A hole is dug around a meter and a half deep and stones are added to the bottom, and are heated like a bonfire. Each layer is covered with nalca leaves.
Wet sacks, and chunks of dirt/grass are placed over the top to create a giant pressure cooker. After about an hour the curanto is ready.
Alternatively, curanto is prepared in large stew pots or pressure cookers heated over bonfires.
Pebre is a spicy Chilean salsa typically served on bread. It’s not too dissimilar to pico de gallo, and uses onions, cilantro and chili peppers. It’s a versatile sauce which is a perfect addition to beans, rice, salads and empanadas.
Just finely chop all the ingredients up together, or blend them to create a runnier sauce.
Asado is more than just a cooking technique and is thought of as a social event, as everyone gathers together for a barbecue.
In Chile, asado consists of beef, chicken, pork, chorizo and morcilla (sausage) cooked on a grill or open fire. Salads are served with the barbecued meats, along with the perfect wine pairing.
In southern Chile, it’s normal to have cordero al palo (whole roast lamb). The lamb is spit roasted for five hours, and served hot with salad and pebre.
Lamb is not widely eaten in Chile, but is more popular in Patagonia – a region governed by both Chile and Argentina.
Fish and Shellfish
Due to its vast coastline, Chileans enjoy eating all kinds of seafood. It’s sometimes prepared raw and served with lemon, coriander and onions.

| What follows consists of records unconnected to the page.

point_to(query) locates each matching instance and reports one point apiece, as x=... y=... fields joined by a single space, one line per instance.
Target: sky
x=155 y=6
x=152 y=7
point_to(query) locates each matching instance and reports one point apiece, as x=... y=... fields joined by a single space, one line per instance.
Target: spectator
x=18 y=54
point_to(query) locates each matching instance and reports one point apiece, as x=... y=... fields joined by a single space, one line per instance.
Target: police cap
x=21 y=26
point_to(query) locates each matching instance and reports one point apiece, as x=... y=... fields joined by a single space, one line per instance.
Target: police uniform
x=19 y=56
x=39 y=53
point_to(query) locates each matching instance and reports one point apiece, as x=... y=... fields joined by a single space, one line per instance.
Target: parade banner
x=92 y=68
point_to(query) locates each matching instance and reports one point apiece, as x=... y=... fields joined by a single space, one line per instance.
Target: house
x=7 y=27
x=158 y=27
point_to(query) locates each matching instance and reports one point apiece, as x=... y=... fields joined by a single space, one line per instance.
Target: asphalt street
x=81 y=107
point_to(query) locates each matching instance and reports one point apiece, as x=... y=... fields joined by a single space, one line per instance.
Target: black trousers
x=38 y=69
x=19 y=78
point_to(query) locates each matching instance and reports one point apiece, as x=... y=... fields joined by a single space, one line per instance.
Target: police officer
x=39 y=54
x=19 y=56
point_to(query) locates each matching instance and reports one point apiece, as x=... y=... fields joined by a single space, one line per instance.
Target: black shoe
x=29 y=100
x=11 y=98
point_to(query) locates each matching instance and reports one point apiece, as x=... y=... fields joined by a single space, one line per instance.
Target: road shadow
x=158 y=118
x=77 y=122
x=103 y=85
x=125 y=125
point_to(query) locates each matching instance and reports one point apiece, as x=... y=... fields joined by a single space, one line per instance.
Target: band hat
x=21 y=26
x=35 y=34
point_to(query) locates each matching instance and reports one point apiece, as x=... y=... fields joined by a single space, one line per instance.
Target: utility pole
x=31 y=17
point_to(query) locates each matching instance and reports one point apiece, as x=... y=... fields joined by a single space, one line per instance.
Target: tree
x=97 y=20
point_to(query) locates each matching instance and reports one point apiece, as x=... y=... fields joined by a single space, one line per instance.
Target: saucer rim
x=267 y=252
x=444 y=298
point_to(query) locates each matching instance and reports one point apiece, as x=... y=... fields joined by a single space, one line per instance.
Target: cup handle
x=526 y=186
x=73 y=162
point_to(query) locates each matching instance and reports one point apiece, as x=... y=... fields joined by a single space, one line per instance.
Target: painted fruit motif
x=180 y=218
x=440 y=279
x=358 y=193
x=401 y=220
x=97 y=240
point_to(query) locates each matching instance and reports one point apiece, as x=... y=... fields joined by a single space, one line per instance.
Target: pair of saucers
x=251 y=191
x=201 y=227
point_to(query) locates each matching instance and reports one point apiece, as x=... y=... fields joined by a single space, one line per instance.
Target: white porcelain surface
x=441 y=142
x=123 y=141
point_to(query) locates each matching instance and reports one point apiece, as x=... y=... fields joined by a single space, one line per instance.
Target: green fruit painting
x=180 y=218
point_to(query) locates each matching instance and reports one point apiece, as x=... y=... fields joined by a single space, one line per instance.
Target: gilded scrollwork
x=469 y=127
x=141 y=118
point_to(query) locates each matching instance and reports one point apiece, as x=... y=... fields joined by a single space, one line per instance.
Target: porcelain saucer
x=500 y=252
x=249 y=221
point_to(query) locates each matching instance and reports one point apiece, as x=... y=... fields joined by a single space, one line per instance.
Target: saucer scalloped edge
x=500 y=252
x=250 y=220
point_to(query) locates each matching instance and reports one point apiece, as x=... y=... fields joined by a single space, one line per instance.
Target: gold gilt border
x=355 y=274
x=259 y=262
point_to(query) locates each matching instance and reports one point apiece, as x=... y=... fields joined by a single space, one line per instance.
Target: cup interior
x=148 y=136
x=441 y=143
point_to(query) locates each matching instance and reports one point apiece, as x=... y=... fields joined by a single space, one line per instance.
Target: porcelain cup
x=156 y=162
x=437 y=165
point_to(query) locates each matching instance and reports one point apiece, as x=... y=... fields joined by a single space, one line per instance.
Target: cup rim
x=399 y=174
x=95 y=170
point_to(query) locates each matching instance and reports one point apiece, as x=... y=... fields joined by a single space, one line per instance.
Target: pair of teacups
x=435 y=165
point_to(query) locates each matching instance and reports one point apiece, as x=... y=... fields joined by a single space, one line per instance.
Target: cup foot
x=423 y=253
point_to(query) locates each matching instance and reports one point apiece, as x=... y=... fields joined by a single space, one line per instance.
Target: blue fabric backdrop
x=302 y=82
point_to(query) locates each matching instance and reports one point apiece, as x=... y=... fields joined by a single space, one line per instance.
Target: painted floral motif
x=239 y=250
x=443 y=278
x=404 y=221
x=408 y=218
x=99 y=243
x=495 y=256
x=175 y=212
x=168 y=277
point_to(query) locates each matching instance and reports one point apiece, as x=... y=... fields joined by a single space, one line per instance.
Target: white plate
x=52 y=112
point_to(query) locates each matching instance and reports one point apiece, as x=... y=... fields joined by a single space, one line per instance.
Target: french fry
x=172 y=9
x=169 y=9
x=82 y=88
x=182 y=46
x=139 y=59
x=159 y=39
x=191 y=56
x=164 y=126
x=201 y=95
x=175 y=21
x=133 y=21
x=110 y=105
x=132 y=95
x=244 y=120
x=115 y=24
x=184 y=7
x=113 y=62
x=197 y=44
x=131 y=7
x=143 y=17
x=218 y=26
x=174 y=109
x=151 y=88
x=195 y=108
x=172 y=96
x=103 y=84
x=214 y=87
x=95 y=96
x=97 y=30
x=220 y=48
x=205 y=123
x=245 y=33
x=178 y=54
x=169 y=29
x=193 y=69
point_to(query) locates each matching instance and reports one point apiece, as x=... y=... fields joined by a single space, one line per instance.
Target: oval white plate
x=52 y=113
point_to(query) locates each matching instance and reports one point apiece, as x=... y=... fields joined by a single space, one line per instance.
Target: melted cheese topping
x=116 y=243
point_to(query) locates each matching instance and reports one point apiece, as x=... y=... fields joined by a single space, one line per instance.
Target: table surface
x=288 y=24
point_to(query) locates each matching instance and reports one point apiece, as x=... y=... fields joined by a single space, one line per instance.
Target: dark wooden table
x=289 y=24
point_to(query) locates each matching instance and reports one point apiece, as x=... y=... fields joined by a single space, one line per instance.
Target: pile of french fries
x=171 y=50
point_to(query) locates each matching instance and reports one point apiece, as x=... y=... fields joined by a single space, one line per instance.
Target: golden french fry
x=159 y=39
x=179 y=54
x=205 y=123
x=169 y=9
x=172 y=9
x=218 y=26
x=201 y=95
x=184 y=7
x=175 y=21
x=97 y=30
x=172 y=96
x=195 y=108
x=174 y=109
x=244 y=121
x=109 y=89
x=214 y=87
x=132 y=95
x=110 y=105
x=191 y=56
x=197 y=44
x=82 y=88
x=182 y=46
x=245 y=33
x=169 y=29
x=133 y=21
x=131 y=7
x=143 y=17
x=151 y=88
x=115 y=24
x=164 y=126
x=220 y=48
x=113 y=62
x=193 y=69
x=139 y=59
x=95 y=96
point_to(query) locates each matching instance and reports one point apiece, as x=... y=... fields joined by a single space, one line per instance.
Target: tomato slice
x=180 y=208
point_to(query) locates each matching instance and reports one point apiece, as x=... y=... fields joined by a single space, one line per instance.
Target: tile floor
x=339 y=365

The Patagonian Toothfish (or Chilean sea bass) is a popular high-end fish meat which can set you back a pretty penny. Also, oysters and scallops are used a lot in Chilean recipes.
Chileans are known for their sweet tooths and enjoy serving pastries. Some popular Chilean desserts are alfajores, cuchuflis, torta de mil hojas and sopaipilla.
As such a wide variety of fruits and herbs are grown in Chile, there is an interesting variety of ice cream flavors.
Two ingredients you should try are rica-rica (which is an aromatic herb native to the region) and chañar (a sweet fruit often used to make syrup).